No matter how your organization is structured—or if your work happens in the clinical, operational or revenue cycle department—patients perceive all healthcare touchpoints as one brand experience versus a collection of individual processes based on your org chart. Paying attention to integration reveals opportunities for making every patient experience easy, seamless and empathetic, and for driving a higher yield and stronger ROI for providers.

Building an Integrated Patient Experience

Cohesion begins with understanding what patients experience at every touchpoint: preservice, point-of-service and post-service. Asking probing questions—and acting quickly when gaps are discovered—puts your organization on the road to providing the best possible patient experience: one that is purposefully connected to create ease, convenience and trust. This includes eliminating annoying redundancy by sharing information (with patient permission) throughout your system, giving patients digital options, enabling simple self-service, understanding how your patients behave and generally reducing friction. Consider your patient experience by examining the three major components of their healthcare journey: preservice, point-of-service and post-service.

Preservice

Put yourself in your patients’ shoes and evaluate how easy or difficult it is to find your organization online. Check to see if your website clearly delineates specialty services, what they cost and how to access them. Once an appointment is made, ask:

  • How do you help busy people remember or change their appointments?
  • Do patients receive forms and pre-appointment instructions in advance?
  • Are forms pre-filled with information you already know?
  • Do you ask for permission to contact them digitally or ask their preferences?
  • Can patients view an estimate and make initial payments?

Point-of-Service

People want to feel safe and comfortable when they check in.
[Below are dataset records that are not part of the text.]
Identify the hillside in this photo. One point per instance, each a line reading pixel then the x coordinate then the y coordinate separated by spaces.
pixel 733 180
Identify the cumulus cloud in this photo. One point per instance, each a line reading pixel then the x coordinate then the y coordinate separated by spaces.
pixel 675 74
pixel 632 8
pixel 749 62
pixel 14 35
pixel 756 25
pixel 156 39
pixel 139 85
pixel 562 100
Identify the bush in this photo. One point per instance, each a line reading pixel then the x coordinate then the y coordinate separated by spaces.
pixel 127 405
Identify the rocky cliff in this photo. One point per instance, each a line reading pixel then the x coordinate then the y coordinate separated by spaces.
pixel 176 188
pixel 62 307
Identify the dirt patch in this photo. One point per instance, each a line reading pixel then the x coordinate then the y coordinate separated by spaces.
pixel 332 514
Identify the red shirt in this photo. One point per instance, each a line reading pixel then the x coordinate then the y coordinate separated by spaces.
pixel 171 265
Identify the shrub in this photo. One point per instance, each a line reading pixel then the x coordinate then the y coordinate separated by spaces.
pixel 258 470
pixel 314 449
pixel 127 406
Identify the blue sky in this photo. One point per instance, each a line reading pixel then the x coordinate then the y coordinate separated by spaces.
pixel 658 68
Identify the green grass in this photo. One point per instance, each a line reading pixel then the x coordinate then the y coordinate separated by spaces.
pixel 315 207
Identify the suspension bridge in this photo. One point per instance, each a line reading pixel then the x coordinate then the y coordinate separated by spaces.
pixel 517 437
Walking into a room filled with coughing people is enough for some patients to leave. Likewise, when they have no idea how long their wait may be, they may become angry or just give up and skip their appointment altogether. Here are some things to ask as you evaluate what patients experience at the point-of-service:

  • Do you text them when it’s almost time for them to see their caregiver? If the wait is relatively long, this gives them the option of waiting in their car.
  • Can they easily take care of co-pays?
  • How easy is it for them to fill out forms? Do you ask them for information you (or another part of your organization) already has on file?
  • Have you instituted OCR (Optical Character Recognition) technology so they can provide personal information simply by taking and uploading a photo of their insurance and personal identification cards?
  • Do you ask them how they prefer to communicate and for permission to share that information with other parts of your system?

Post-Service

Now think about your patients’ financial experience. Take a good look at your billing statements to make sure they’re easy to understand, particularly if a patient has multiple care episodes with various departments within your system. Have you integrated these care episodes so patients receive one comprehensive statement, versus multiple statements that may confuse them? Other things to consider:

  • Have you provided digital payment options for effortless self-service?
  • Are digital payment options streamlined with a card on file?
  • Do patients need to keep track of cumbersome passwords?
  • Are CSRs truly empowered to answer patient questions?
  • Can CSRs take payments over the phone without hearing a patient’s sensitive information?
  • Is personal information stored securely?

The Bottom Line

Connecting all touchpoints means harnessing the power of effortless engagement for patients, integrating (and protecting) sensitive data system-wide and always considering how patients are impacted. Ideally, this involves working with a single vendor or just a few vendors that easily integrate with your existing EHR system and each other. With enough insight, empathy and integrated technology, you will find it simple to make every aspect of the patient journey smooth, convenient and effortless—driving patient satisfaction and loyalty at every juncture.